Avoid triggers if possible

Try to avoid those things that are likely to cause an asthma attack, such as allergens and pollution and dust, by staying inside when it’s dusty, avoiding travel during busy periods on the road, or keeping air-conditioning at a temperate level to reduce the shock when moving between indoors and outdoors.

Use your medication

Consult a physician and ensure you use any medication as prescribed. Medications are available that reduce the likelihood of an asthma attack, and also that relieve the symptoms when they do happen. It may be appropriate to increase asthma anti-inflammatory controller medications in anticipation of seasonal or weather-related conditions that flare up asthma.

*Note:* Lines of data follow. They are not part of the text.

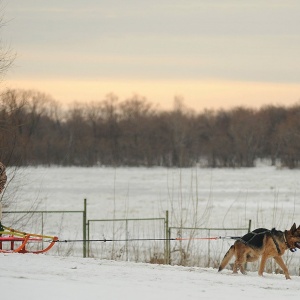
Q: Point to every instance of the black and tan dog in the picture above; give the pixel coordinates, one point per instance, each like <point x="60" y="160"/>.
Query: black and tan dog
<point x="262" y="243"/>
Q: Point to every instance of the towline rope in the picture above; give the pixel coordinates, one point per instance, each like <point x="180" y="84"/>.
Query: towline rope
<point x="146" y="239"/>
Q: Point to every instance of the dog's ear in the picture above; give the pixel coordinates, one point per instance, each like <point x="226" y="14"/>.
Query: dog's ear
<point x="293" y="228"/>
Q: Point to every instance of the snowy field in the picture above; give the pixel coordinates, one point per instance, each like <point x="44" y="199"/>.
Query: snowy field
<point x="31" y="277"/>
<point x="197" y="196"/>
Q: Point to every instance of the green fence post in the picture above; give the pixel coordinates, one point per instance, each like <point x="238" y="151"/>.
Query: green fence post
<point x="167" y="244"/>
<point x="84" y="229"/>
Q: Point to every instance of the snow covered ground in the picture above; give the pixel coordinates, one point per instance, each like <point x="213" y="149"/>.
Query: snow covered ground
<point x="31" y="277"/>
<point x="226" y="198"/>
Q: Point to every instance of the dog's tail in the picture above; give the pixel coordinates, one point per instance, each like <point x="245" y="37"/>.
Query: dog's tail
<point x="227" y="258"/>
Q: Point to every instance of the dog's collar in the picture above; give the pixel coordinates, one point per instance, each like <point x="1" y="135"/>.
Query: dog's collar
<point x="287" y="244"/>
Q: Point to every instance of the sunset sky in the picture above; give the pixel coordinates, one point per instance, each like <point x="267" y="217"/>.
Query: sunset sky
<point x="213" y="53"/>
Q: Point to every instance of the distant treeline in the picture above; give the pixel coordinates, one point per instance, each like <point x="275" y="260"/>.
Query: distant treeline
<point x="36" y="130"/>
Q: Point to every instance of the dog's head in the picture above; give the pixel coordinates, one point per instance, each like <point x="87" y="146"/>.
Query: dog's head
<point x="293" y="236"/>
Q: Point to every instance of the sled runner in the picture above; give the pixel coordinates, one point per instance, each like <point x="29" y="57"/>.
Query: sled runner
<point x="19" y="240"/>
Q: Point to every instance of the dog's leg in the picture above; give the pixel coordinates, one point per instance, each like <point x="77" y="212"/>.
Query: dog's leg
<point x="262" y="265"/>
<point x="227" y="258"/>
<point x="282" y="265"/>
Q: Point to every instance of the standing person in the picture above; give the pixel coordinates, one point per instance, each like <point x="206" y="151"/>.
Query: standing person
<point x="3" y="177"/>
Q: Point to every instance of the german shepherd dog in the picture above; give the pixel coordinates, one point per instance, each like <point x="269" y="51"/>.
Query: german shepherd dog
<point x="262" y="243"/>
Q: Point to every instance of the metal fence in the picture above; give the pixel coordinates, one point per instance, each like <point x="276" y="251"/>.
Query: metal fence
<point x="141" y="240"/>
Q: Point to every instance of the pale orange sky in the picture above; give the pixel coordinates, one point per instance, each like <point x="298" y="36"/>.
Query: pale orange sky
<point x="213" y="54"/>
<point x="197" y="95"/>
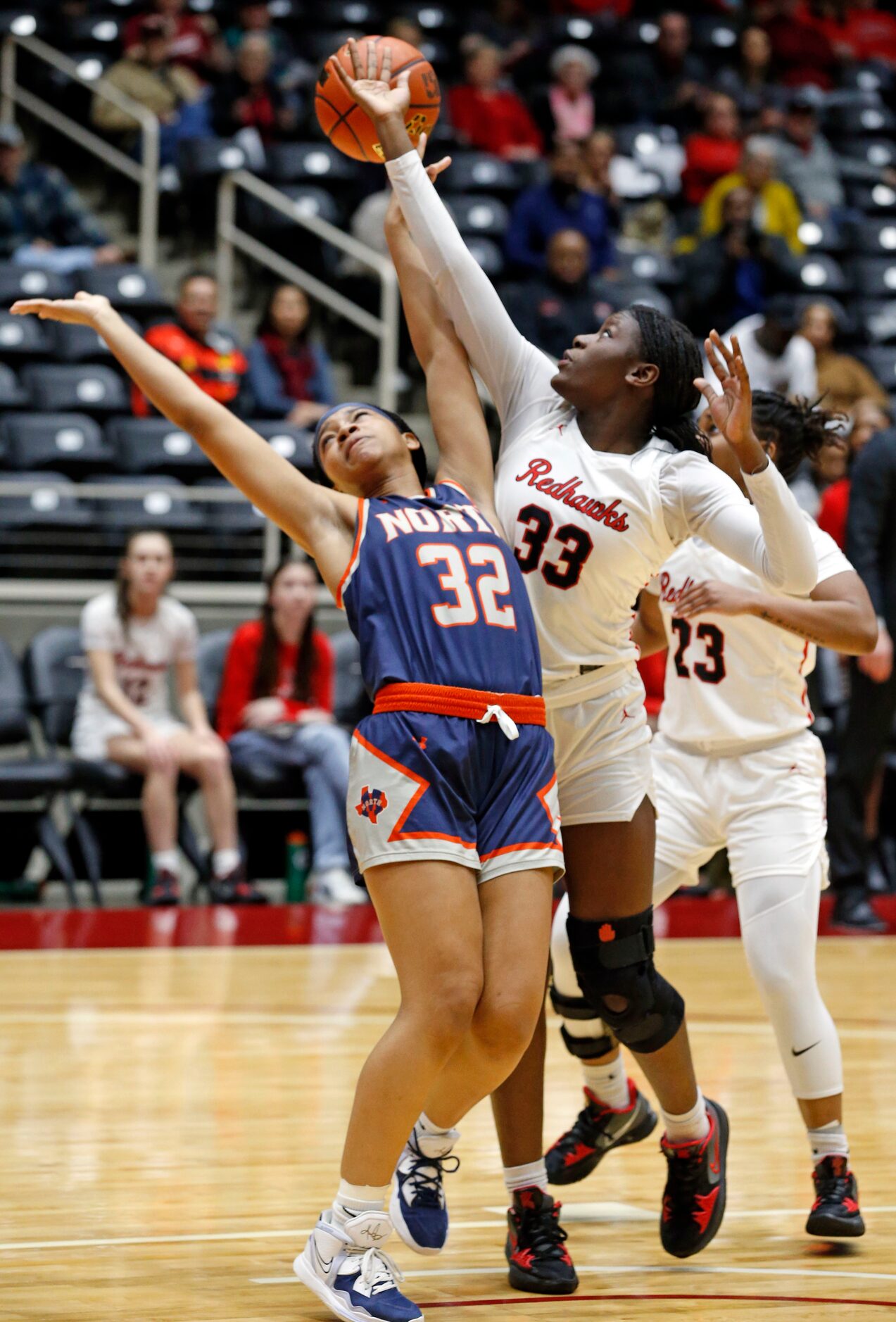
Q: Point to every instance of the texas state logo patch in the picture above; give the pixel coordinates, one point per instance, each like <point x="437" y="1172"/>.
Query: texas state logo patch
<point x="373" y="802"/>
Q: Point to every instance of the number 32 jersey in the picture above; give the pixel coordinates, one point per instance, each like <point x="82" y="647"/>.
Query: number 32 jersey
<point x="733" y="680"/>
<point x="434" y="596"/>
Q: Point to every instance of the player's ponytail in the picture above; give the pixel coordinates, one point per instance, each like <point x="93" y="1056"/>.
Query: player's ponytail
<point x="798" y="429"/>
<point x="671" y="346"/>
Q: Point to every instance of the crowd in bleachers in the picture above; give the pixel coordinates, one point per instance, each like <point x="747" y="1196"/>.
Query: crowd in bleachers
<point x="733" y="164"/>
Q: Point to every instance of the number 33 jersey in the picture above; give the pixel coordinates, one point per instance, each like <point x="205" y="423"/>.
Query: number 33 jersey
<point x="434" y="596"/>
<point x="733" y="680"/>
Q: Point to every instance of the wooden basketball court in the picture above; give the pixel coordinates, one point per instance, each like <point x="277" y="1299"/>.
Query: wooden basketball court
<point x="172" y="1123"/>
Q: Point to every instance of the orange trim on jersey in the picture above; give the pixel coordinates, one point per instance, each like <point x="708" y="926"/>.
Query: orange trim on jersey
<point x="443" y="700"/>
<point x="361" y="528"/>
<point x="423" y="784"/>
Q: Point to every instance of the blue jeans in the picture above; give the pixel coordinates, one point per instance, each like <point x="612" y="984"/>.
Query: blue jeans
<point x="322" y="751"/>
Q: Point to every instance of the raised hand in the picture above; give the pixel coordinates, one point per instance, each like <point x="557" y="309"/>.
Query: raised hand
<point x="85" y="310"/>
<point x="394" y="217"/>
<point x="372" y="87"/>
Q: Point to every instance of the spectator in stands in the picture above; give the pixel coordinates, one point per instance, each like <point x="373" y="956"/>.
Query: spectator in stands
<point x="488" y="115"/>
<point x="208" y="353"/>
<point x="842" y="379"/>
<point x="730" y="275"/>
<point x="867" y="418"/>
<point x="712" y="152"/>
<point x="289" y="374"/>
<point x="801" y="53"/>
<point x="277" y="706"/>
<point x="134" y="636"/>
<point x="194" y="37"/>
<point x="248" y="98"/>
<point x="871" y="546"/>
<point x="551" y="308"/>
<point x="776" y="208"/>
<point x="43" y="221"/>
<point x="561" y="204"/>
<point x="664" y="82"/>
<point x="567" y="108"/>
<point x="775" y="355"/>
<point x="750" y="82"/>
<point x="171" y="92"/>
<point x="808" y="163"/>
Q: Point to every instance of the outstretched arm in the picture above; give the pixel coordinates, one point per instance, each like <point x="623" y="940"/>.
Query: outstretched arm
<point x="516" y="373"/>
<point x="838" y="614"/>
<point x="772" y="539"/>
<point x="455" y="409"/>
<point x="316" y="519"/>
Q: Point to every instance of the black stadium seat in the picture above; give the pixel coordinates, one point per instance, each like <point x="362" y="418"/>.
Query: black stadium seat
<point x="68" y="442"/>
<point x="87" y="388"/>
<point x="155" y="446"/>
<point x="24" y="337"/>
<point x="54" y="504"/>
<point x="155" y="507"/>
<point x="875" y="277"/>
<point x="125" y="287"/>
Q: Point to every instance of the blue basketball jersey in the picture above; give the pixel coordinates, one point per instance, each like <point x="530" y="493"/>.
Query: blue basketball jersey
<point x="434" y="596"/>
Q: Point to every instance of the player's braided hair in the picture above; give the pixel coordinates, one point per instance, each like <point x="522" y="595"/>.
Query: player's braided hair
<point x="798" y="429"/>
<point x="671" y="346"/>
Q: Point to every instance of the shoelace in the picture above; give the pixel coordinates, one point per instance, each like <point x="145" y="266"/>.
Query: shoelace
<point x="542" y="1231"/>
<point x="378" y="1271"/>
<point x="427" y="1188"/>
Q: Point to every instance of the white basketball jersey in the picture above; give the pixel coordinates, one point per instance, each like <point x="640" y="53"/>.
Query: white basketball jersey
<point x="588" y="531"/>
<point x="733" y="680"/>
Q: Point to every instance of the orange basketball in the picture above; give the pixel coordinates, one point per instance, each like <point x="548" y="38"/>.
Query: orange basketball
<point x="345" y="123"/>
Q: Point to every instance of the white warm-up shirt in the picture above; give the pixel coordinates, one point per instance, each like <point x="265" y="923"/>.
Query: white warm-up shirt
<point x="143" y="657"/>
<point x="733" y="681"/>
<point x="590" y="528"/>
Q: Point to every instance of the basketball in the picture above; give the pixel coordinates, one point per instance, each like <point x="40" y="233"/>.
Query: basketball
<point x="345" y="123"/>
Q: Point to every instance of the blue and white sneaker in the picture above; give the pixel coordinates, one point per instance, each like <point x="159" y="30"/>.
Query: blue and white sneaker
<point x="349" y="1272"/>
<point x="418" y="1203"/>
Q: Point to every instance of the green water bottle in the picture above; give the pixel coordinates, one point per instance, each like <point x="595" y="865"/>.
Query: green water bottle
<point x="298" y="860"/>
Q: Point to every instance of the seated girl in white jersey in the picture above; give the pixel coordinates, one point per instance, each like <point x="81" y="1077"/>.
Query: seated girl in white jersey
<point x="602" y="475"/>
<point x="736" y="766"/>
<point x="134" y="636"/>
<point x="450" y="784"/>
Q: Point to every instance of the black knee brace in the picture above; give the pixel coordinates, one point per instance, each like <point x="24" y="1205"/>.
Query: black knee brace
<point x="576" y="1007"/>
<point x="614" y="957"/>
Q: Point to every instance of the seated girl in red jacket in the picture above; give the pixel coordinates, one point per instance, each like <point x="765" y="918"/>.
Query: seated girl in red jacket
<point x="277" y="704"/>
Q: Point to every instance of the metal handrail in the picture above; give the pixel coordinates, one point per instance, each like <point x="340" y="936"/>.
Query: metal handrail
<point x="143" y="172"/>
<point x="232" y="238"/>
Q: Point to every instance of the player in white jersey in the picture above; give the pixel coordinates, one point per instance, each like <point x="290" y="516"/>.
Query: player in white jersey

Ventilation and air-conditioning

Indoor air quality is important, so make sure the home is sealed against dust pollution and that air-conditioning is cleaned and maintained. However, while it is important to keep the dust out, you should also ensure that there is some ventilation and that air is not simply recirculated within the building.

Wash or remove fabrics and textiles

Fabrics, including furniture, curtains and rugs, can all trap dust and other irritants. Clean them thoroughly and frequently, or minimize their use. A tile, stone, or wooden floor rather than carpet can dramatically improve your indoor environment and can be maintained with wiping down with moist cloths or mops.

Keep the home clean
Mold and mildew, particularly in areas prone to damp such as washrooms or underneath sinks, and dust in the corners of the room, can all be triggers, and they don’t have to be visible to be harmful. Even the spores you don’t see can cause problems.

Eliminate pests
Dampness can attract unwelcome visitors. In addition to carrying multiple diseases, cockroaches can trigger an allergic response in some people, as can droppings from rodents.

Don’t smoke

Smoking should be avoided absolutely. Second-hand smoke is a severe health risk and serious indoor pollutant, and smoke particles continue to hang in the air long after the smoke is no longer visible.

Leave your shoes at the door

Our shoes can carry allergens in from the outdoors. Taking them off when we enter the building keeps those allergens outside where they belong.